It turns out that the world is more complex than that.
Butler is full of shit and self-contradictory on Jewish identity and Israel, but that doesn't invalidate all their work or prevent the intellectually honest observer from acknowledging that their theory of gender as performative is interesting, influential, and supported by anthropology.
Imagine if we refused to see value in the work of people who were terribly wrong about something.
Pablo Picasso was a world-changing artist and an abusive, misogynistic asshole.
Richard Wagner's work reshaped Western music. He also wrote vile antisemitic essays and inspired generations of cultural bigots.
Roald Dahl wrote Matilda, The BFG, Charlie and the Chocolate Factory. He also made antisemitic public comments, even blaming Jews for global conflict.

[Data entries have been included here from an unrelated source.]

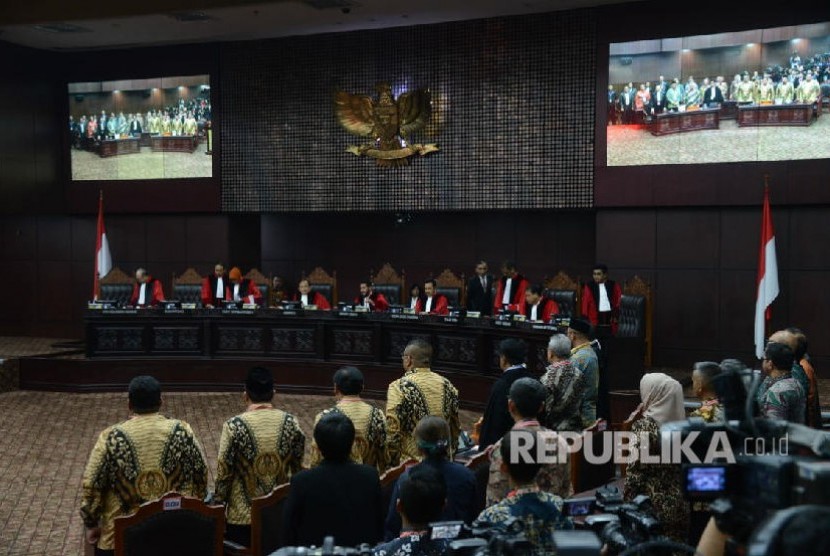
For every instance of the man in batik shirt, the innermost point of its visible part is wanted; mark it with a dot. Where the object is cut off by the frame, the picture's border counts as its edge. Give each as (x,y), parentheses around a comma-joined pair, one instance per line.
(526,400)
(540,512)
(258,450)
(780,396)
(420,392)
(138,461)
(369,445)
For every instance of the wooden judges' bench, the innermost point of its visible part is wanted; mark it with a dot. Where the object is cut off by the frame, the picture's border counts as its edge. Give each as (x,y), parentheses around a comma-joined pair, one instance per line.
(308,346)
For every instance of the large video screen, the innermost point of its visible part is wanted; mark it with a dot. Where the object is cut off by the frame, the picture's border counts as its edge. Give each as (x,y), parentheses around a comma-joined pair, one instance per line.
(756,95)
(141,129)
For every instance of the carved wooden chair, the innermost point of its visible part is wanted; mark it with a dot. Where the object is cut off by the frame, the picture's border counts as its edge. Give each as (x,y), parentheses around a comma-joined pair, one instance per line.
(267,533)
(116,286)
(173,524)
(637,314)
(564,290)
(453,287)
(187,287)
(388,282)
(263,283)
(321,281)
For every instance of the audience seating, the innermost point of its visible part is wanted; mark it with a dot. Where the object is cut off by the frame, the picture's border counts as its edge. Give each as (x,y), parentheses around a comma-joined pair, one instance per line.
(564,290)
(453,287)
(187,287)
(389,283)
(262,282)
(266,525)
(636,314)
(388,479)
(116,286)
(173,525)
(321,281)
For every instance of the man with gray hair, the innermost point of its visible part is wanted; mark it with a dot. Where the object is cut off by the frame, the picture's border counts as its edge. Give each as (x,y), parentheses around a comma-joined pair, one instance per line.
(418,393)
(565,385)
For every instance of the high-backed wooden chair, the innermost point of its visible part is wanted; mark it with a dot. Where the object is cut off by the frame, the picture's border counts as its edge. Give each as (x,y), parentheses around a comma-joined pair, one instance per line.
(321,281)
(116,286)
(187,287)
(564,290)
(262,282)
(267,533)
(453,287)
(637,314)
(389,283)
(173,524)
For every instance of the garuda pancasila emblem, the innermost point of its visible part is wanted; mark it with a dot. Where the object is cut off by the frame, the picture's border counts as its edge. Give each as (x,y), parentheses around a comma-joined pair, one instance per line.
(388,122)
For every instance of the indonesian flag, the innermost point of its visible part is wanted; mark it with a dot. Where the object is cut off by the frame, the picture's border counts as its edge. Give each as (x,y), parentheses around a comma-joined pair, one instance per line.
(767,277)
(103,259)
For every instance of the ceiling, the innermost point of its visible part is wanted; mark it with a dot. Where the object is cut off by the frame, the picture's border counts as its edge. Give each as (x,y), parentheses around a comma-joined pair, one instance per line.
(104,24)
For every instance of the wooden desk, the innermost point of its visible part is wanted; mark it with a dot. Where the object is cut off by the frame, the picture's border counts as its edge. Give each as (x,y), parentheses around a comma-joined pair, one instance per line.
(776,115)
(114,147)
(679,122)
(178,144)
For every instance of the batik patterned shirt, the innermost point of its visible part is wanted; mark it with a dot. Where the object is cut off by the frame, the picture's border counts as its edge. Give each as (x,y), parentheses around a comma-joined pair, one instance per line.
(420,392)
(782,398)
(566,387)
(138,461)
(554,478)
(540,512)
(258,450)
(370,433)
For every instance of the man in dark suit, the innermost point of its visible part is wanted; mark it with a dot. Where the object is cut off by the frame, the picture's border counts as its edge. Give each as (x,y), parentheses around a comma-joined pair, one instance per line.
(480,290)
(497,419)
(337,498)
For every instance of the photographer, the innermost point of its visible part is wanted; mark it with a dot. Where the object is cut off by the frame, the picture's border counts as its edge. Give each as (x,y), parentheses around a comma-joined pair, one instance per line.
(540,512)
(421,499)
(662,402)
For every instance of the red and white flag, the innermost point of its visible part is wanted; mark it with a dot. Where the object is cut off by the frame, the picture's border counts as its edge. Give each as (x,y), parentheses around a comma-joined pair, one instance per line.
(767,277)
(103,259)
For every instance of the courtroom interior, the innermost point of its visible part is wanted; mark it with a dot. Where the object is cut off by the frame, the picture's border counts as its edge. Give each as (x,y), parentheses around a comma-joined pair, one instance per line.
(341,257)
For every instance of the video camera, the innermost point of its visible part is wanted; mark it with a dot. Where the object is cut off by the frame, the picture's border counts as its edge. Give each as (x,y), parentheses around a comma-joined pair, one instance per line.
(758,474)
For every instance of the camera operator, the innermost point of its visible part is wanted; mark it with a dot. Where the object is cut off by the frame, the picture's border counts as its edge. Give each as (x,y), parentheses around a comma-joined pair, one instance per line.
(662,402)
(540,512)
(421,499)
(792,532)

James Watson co-discovered DNA and won the Nobel Prize for the double helix. He also made repeated, unsupported racist statements about intelligence and genetics.
Thomas Jefferson wrote "all men are created equal," and enslaved 600 people. His hypocrisy doesn't cancel out his contributions to political development.
Brilliance ≠ wisdom
Success ≠ goodness
Wrong about something ≠ Incapable of doing something valuable
Nobody is right about everything, but most still have something of value to share.
Including Judith Butler.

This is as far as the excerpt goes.